Ses sollicitations sont nombreuses. On peut citer les réunions institutionnelles, les réunions de négociations qui sont les exemples les plus évidents; elles ne se déroulent pas toujours mal bien au contraire, mais elles requièrent une attention de tous les instants car la délégation de négociateurs ne passera sur aucun lapsus, ni aucune imprécision. Au-delà de ces rendez-vous réguliers, il y a toutes les rencontres impromptues, les discussions autour d'un café ou au détour d'un couloir; la vie quoi!

Dans tous ces moments, un signe d'agacement sera un aveu de faiblesse. Toutes ses attitudes sont analysées : le look qui doit tout simplement être adapté, le fait d'être rasé ou non pour un homme, le fait d'avoir l'air fatigué... Il faut donc dompter ses sentiments. Pour autant, le comportement et le discours ne doivent pas être ni paraître aseptisés ce qui aurait l'air louche également.

Malgré toutes les précautions que l'on pourra prendre, il est possible de rencontrer l'intolérable. Il peut revêtir un caractère cocasse parfois. Un DRH a récemment porté plainte pour harcèlement moral contre un délégué syndical. Celui-ci, dont la désignation avait été mise en cause par la Société devant le tribunal d'instances sans être annulée, a présenté 9 préavis de grève, posé 700 questions à l'occasion des réunions de délégués du personnel et adressé 200 courriers recommandés à la Direction des Ressources Humaines et tout cela en l'espace d'un an. Il sera intéressant d'attendre le jugement. Dans certains autres cas, c'est moins drôle.

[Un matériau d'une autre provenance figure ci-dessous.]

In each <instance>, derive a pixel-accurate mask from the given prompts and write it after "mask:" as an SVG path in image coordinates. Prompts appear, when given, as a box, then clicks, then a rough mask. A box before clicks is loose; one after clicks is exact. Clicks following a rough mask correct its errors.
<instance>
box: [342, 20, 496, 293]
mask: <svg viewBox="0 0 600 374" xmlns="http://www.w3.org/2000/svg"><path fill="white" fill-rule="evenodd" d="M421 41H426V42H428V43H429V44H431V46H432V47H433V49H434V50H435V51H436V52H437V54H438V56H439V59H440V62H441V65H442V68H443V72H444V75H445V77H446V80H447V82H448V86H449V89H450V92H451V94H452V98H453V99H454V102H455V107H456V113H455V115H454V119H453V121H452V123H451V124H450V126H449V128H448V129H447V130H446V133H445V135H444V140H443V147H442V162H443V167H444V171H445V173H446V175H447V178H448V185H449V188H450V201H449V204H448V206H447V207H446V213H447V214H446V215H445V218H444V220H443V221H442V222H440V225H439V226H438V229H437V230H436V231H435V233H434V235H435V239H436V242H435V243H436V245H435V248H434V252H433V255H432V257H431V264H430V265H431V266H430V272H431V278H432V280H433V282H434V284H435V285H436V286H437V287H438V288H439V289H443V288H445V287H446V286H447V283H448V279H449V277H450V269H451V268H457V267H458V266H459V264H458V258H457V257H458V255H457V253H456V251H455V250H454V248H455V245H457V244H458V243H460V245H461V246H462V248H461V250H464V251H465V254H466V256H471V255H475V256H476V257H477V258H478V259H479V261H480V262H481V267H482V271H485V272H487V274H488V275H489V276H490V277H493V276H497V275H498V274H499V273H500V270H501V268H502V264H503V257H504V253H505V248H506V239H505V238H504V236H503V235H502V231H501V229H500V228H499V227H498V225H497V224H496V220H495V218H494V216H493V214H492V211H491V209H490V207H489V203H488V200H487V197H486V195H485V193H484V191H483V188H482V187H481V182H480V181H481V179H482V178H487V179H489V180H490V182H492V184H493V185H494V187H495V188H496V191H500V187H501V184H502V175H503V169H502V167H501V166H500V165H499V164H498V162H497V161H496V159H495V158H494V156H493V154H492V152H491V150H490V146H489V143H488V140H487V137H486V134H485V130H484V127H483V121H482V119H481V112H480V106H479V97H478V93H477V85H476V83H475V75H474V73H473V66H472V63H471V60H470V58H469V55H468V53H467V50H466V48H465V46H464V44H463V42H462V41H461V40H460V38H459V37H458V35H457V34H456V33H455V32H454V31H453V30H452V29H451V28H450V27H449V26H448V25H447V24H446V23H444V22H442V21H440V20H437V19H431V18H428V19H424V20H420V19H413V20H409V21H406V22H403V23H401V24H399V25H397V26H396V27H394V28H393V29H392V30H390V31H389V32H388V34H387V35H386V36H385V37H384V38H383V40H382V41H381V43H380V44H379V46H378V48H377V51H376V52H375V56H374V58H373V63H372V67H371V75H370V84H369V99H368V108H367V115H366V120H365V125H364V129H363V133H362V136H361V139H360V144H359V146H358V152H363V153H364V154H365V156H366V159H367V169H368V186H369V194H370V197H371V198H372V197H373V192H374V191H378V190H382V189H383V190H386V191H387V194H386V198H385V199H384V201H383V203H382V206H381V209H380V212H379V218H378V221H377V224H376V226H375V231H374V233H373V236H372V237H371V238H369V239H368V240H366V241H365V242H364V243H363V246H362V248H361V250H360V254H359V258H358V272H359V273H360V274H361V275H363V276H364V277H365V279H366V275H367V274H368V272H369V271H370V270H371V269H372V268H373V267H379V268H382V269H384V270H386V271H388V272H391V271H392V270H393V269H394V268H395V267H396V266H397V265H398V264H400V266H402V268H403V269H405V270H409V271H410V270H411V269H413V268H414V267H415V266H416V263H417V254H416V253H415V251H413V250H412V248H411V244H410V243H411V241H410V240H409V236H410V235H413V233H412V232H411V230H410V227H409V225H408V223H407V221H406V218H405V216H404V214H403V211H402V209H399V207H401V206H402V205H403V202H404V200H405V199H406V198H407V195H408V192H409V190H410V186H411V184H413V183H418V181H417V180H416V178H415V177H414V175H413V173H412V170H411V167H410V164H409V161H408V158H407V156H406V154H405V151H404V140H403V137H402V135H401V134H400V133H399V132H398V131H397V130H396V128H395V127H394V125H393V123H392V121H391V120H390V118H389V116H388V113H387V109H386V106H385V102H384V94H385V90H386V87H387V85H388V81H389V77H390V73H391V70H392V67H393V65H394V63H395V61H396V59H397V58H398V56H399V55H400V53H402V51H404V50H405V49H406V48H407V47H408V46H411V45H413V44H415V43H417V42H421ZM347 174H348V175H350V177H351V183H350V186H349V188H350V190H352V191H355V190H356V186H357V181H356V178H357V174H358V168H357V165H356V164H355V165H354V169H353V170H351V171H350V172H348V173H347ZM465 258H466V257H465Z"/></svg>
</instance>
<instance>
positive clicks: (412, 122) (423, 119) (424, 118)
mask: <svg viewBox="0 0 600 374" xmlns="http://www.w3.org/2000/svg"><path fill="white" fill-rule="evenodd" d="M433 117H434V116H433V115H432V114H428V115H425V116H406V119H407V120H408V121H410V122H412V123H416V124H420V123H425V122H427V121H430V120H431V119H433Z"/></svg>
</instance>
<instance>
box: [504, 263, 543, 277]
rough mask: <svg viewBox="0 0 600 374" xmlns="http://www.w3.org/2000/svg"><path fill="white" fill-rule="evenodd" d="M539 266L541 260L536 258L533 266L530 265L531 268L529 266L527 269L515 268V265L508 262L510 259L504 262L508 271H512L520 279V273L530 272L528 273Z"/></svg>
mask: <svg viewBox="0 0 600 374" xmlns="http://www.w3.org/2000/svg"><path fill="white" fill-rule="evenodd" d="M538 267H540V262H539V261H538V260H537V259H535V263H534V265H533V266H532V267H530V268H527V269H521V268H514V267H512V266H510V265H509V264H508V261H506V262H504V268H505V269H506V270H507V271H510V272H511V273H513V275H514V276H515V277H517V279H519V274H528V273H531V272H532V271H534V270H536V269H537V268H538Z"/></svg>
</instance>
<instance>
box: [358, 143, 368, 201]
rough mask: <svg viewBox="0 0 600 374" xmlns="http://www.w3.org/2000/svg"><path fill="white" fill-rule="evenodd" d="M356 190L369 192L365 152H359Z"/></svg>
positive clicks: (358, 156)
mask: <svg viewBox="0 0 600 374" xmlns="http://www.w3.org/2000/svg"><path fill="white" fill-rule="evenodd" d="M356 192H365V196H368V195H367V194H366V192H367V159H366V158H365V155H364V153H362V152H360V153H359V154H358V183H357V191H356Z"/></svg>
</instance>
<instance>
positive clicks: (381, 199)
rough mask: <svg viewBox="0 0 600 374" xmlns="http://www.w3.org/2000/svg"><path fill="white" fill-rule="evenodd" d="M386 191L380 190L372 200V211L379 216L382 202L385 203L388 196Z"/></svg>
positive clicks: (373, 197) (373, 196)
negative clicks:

Même dans ces situations, chaque mot du discours doit être maîtrisé, assumé sous peine d'être utilisé par les interlocuteurs. Imaginons un DRH, qui insulterait publiquement un salarié ou lui parlerait de façon dégradante et irrespectueuse. Cela serait inadmissible quelles que soient les provocations qu’il aurait pu subir et cela le suivrait pendant toute sa vie dans l'entreprise et même après. On ne retiendrait pas alors l'attaque ou le contexte de tension mais son absence de maîtrise de soi[2]. Et ça serait logique. Il ne serait pas à sa place; il faudrait qu'il change de métier.

La Direction des Ressources Humaines doit être placée au cœur du système de décision de l’entreprise. Il est inconcevable par exemple de voir des DRH qui n’ont pas encore intégré les Comités de Direction des entreprises. C’est d’un autre temps. L’idée de prendre le pouvoir juste pour le dire serait ridicule mais la Direction des Ressources Humaines intervenant en tant que fonction support dans toutes les activités de l’entreprise, il est naturel qu’elle soit placée au plus haut niveau hiérarchique.

Dans ce sens, les critiques et les voix contraires apparaissent vite, parce que le responsable de la fabrication, le responsable commercial, le DAF… pensent tous que leur matière est la plus importante. C’est bien avec la fabrication, la vente… que l’on fait le chiffre d’affaire de l’entreprise mais la Direction des Ressources Humaines maîtrise une partie des charges.

Pour autant, le DRH ne doit pas être un mercenaire car tout seul il ne fera rien de bon. Il ne doit pas seulement former un binôme soudé avec son patron, il doit être le garde du corps[3] du DG, le relais entre le DG et les autres membres du Comité de Direction qu’entre les membres de cette instance décisionnelle.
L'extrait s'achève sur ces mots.